CHAPTER IX

THE DAWN

Jimmy had been dressed three hours before it was absolutely necessary that he should be at the theatre, and then had wandered about his rooms, tortured by doubts and fears; wondering if by chance it would not have been better to have altered this line at the last, or to have extended that phrase, so as to convey the meaning better. Suppose, after all, the theatre took fire—now, when people were gathering at its very doors; suppose the iron curtain refused to go up (such things had been known to happen); or suppose Bennett Godsby, in the very hour of his triumph, dropped dead from sheer excitement. Would there be a call for the author, and should Jimmy go on, in that case? Nay, more—would he be permitted to go on? That was the more vital question, because Bennett Godsby had to be reckoned with in such a matter.

He went down to the theatre at last, to find the man at the stage door, who always sat in the company of the gas stove and the very old dog, rising to his feet to wish him good luck; Jimmy blushed to think that he had not sufficient in his pocket for a tip. Also, there were telegrams; one in particular from Alice, which he thrust into an inner pocket. Then he went down on to the stage and looked about him.

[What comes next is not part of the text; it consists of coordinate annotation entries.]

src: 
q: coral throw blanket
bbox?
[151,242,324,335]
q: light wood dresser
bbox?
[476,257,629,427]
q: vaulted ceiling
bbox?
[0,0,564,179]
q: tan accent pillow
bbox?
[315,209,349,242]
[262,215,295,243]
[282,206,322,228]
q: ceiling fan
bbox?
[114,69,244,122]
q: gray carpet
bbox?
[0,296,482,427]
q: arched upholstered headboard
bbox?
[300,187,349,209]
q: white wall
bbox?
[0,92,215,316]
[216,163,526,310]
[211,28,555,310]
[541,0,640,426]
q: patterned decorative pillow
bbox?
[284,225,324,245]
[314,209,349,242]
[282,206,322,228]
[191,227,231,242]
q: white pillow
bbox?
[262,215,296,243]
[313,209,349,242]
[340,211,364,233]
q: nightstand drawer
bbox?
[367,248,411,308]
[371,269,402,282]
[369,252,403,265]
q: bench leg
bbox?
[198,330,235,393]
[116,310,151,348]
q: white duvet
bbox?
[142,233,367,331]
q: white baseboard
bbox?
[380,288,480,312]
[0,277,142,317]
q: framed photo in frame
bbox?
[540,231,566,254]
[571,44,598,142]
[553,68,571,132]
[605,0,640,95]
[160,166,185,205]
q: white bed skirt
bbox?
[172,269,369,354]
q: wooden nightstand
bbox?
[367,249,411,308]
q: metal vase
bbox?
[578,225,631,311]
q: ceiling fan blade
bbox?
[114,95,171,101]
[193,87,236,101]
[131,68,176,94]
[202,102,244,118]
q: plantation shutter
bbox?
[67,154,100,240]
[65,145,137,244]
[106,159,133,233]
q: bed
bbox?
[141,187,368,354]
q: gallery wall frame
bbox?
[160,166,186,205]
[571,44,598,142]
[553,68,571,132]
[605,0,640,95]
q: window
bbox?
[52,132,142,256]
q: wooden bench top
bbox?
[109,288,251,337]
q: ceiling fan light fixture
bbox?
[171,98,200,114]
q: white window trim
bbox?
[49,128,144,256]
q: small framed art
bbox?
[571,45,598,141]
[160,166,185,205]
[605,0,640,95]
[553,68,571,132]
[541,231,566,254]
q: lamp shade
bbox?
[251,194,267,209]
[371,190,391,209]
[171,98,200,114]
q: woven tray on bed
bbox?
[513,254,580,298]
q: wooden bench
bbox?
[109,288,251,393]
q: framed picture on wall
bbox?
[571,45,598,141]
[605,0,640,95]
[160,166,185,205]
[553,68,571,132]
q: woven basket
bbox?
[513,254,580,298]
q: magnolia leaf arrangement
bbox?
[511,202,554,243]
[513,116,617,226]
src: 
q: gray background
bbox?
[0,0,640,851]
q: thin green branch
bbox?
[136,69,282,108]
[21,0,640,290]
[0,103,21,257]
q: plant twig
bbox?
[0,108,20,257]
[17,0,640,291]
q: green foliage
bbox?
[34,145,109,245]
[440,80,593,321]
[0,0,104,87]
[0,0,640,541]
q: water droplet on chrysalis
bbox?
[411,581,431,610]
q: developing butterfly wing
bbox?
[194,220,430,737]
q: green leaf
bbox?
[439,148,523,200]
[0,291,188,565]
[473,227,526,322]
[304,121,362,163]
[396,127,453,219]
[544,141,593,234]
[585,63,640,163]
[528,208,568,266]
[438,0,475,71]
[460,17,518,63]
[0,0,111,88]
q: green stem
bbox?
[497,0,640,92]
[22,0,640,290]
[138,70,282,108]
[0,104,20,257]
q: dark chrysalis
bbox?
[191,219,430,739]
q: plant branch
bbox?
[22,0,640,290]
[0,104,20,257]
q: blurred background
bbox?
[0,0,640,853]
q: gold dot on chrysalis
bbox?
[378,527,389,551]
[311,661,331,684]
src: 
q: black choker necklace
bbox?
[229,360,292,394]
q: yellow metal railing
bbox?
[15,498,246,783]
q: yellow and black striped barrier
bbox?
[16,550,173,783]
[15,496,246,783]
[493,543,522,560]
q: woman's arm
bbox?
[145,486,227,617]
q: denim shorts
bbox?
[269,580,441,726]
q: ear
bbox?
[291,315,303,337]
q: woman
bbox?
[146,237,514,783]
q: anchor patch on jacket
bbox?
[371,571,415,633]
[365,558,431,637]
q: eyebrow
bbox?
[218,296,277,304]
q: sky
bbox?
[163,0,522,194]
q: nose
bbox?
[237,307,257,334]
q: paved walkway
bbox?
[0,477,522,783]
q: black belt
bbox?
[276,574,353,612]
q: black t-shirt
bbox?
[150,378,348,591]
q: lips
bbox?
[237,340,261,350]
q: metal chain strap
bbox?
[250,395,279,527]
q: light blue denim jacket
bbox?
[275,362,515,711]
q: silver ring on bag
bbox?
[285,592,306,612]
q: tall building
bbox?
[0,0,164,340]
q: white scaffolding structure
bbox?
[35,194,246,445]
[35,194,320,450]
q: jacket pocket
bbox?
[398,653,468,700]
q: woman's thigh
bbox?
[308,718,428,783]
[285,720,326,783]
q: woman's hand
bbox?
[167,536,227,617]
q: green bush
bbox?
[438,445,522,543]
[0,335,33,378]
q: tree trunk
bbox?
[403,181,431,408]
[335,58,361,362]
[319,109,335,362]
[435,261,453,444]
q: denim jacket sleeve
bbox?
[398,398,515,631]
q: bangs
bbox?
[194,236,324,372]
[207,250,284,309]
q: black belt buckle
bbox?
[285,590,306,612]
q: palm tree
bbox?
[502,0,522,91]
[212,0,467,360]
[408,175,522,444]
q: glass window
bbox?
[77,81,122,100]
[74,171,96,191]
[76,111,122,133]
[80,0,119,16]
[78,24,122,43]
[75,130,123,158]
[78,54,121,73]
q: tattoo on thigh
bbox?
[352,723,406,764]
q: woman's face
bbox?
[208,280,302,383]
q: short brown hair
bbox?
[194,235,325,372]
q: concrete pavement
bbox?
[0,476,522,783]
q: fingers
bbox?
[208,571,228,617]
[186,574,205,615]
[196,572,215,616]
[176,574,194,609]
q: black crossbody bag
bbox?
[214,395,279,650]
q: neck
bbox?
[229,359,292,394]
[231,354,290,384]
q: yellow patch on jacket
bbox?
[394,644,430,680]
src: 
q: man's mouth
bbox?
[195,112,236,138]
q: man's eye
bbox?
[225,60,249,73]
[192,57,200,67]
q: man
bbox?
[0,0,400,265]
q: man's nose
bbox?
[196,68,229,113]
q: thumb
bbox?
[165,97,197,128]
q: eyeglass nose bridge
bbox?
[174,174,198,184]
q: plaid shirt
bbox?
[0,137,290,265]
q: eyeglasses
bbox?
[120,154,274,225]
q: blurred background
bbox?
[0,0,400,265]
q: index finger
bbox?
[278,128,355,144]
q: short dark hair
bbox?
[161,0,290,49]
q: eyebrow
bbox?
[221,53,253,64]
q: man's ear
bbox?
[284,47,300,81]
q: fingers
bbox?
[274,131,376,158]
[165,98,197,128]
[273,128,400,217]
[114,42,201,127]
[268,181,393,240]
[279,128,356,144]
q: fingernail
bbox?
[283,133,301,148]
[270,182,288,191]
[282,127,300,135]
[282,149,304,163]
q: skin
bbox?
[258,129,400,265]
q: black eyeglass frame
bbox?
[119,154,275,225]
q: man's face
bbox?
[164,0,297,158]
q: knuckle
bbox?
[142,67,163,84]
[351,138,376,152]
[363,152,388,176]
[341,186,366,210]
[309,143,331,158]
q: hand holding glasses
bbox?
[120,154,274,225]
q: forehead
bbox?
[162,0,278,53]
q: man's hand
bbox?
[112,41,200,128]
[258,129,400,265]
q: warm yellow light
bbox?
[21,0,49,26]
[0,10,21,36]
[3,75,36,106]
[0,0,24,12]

Actually there was a man there—a property man, or some other debased character—lounging on a settee, and whistling! It did not seem to occur to him that so much depended on this night; if anything, the debased one looked a trifle bored. Jimmy trembled at the thought that in the hands of such people as this rested perhaps the fate of the play; for, according to Bennett Godsby, the wrong coloured carpet put down on the stage, or a chair six inches too much to the left, had ruined the fate of the finest ere this. Thinking that, Jimmy went in search of Bennett Godsby, with the object of cheering him.

He found him in his dressing-room, opening letters and telegrams, and apparently not in the least anxious. The great man looked round at Jimmy as he entered and nodded.

"I've got a ghastly feeling come over me, Larrance," he said—"a horrible feeling that I shan't do myself justice to-night. It's the life, I suppose; it's telling on me a bit. Every blessed thing seems to have gone out of my head. I know I look calm," he added, as if in reply to Jimmy's deprecatory smile, "but that's only manner. I've got to that pitch that I simply don't care what happens—I don't indeed. It may suit the part better, in a way—and it may not. Here—take this coat!"

He turned to the dresser, and began to prepare for the evening's work. Jimmy, with a dull feeling that all was over with him, and that he wished someone would stop the band then tuning up in the distance, turned to go. Mr. Bennett Godsby called him back.

"By the way—you'll be somewhere about, I suppose?" he said.